France vow to go for the win against Ecuador

France only need a draw against Ecuador in their final group match on Wednesday but Les Bleus' coach Didier Deschamps has vowed his team will go for the win against the South Americans. Several French players are set to be rested with the next round in mind.

France vow to go for the win against Ecuador
French striker Karim Benzema may be rested against Ecuador on Wednesday. Photo: Franck Fife/AFP

France coach Didier Deschamps has urged his team to keep their excellent start to the World Cup going when they face Ecuador at the Maracana in their final Group E game.

"We need to try to maintain everything we have done so far and finish the job," said Deschamps as France look to clinch qualification for the last 16 on Wednesday as group winners against an Ecuador side whose own place in the knockout rounds is at stake too.
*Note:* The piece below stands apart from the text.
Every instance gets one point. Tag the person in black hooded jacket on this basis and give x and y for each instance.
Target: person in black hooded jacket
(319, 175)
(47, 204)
"We will be up against a team who are also competing for a place in the next round so we can't take this game lightly."

France have scored a total of eight goals in their two matches to date, against Honduras and Switzerland, and their goal difference is such that even a defeat at the Maracana is unlikely to deny them a berth in the last 16.

"The level of commitment from the players has been the same as has the way we have prepared for this match," said the coach.

"We are aiming to ensure first place but that will require us to play well because we are up against a quality side.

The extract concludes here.